After you load the library and data you will need to setup your X and y because there are some preprocessing that needs to be done to each. For your X values, you need to normalize the pixel values. For your y values, you need to one hot encode the classes for your network to predict each class.

# normalize the data
X  = X /255.0
# one hot encode y
y = to_categorical(y, num_classes=10)

In order to feed the data into the neural network, the image arrays need to be reshaped first. The shape will be: (number of images, width, height, depth). Below, the -1 value lets numpy determine for you the unknown number of columns or rows in the resulting matrix. After this you will want to train test split your data.

#reshape values to the dimension of images 
X = X.values.reshape(-1, 28, 28, 1)
#train test split
X_train, X_test, y_train, y_test = train_test_split(X, y, test_size=0.3 , random_state=42)

Build model

Time to build the model! I first created a function where my model was built, this is not necessary but it allows for ease and cleanliness in my code.

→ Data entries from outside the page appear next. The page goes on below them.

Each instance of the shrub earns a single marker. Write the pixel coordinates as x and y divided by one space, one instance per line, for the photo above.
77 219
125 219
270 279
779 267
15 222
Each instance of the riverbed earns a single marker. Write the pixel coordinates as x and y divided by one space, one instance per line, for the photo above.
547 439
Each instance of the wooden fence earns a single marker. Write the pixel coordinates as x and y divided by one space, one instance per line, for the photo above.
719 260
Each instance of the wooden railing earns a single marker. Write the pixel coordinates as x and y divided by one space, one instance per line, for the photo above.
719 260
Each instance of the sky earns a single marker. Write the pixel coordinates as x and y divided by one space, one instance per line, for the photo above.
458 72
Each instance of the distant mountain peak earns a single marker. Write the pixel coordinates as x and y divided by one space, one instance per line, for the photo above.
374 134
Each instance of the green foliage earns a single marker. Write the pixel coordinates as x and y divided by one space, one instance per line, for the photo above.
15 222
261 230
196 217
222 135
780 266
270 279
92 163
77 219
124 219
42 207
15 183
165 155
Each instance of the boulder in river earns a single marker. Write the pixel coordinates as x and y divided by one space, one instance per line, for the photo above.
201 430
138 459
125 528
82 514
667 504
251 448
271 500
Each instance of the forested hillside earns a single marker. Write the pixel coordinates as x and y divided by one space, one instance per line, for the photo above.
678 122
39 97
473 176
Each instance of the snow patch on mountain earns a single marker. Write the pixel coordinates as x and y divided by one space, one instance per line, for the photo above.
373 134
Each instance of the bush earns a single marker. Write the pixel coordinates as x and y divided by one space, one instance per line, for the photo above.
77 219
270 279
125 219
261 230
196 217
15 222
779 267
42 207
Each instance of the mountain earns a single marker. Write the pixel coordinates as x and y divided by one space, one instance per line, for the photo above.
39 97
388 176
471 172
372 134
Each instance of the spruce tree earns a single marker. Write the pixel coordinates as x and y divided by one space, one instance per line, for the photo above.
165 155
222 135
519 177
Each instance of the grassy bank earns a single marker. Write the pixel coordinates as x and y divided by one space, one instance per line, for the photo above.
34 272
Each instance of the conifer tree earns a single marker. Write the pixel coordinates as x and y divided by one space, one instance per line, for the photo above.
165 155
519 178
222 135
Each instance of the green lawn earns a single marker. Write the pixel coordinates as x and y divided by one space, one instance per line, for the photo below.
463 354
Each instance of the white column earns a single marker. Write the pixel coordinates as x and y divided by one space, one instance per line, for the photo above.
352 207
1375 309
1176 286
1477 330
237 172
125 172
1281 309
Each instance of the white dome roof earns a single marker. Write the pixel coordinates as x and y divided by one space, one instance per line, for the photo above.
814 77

#build function for network
def cnn_network():
    model = Sequential()
    
    model.add(Conv2D(32, kernel_size=(5,5), activation='relu', input_shape=(28,28,1)))
    model.add(Conv2D(32, kernel_size=(3,3), activation='relu'))
    model.add(MaxPooling2D(pool_size=(2,2)))
    model.add(Dropout(0.25))
              
    model.add(Conv2D(64, kernel_size=(5,5), activation='relu'))
    model.add(Conv2D(64, kernel_size=(3,3), activation='relu'))
    model.add(MaxPooling2D(pool_size=(2,2), strides=(2,2)))
    model.add(Dropout(0.25))
    
    model.add(Flatten())
    model.add(Dense(128, activation='relu'))
    model.add(Dropout(0.5))
    model.add(Dense(10, activation='softmax'))
              
    return model

I have bolded the necessary lines that are required for a model. The structure of the model always starts with model = Sequential(). Then you will want to use model.add for each layer that you will add to your neural network.

The first layer you add in your CNN will have to have the input shape of the image. After that it will be however you want customize your model to work, so in this case this was how I decided to build mine. Without going into how neural networks work, once you have structured your CNN you will want to use Flatten() in order to feed it into a fully connected network. Like your CNN, your dense network can be customized to your liking. Finally, you will want to have a final dense layer with the output number as your number of classes predicting, in this case its 10.

Compile and Fit

#set network to a variable
model_1 = cnn_network()
#compile network
model_1.compile(loss='categorical_crossentropy', optimizer='adam', metrics=['accuracy'])
#fit model
cnn = model_1.fit(X_train, y_train, validation_data=(X_test, y_test), epochs=10, batch_size=100, verbose=1)

Next you will want to compile the model with these parameters. Multi-class problems will require categorical crossentropy with a metric of accuracy. The adam optimizer usually works the best but feel free to try other optimizers.

Finally, fit the model with your X_train and y_train. You will want to set the number of epochs which is the number runs your model will conduct. The batch size will be the the number of training examples in one epoch. The larger your epochs size the longer your model will take to run, so careful with this.

To conclude, neural networks are fairly simple to build through Keras once you have a general understanding of the concept. I would say the hardest part of building the network is fine tuning it so that your model most accurately predicts your target.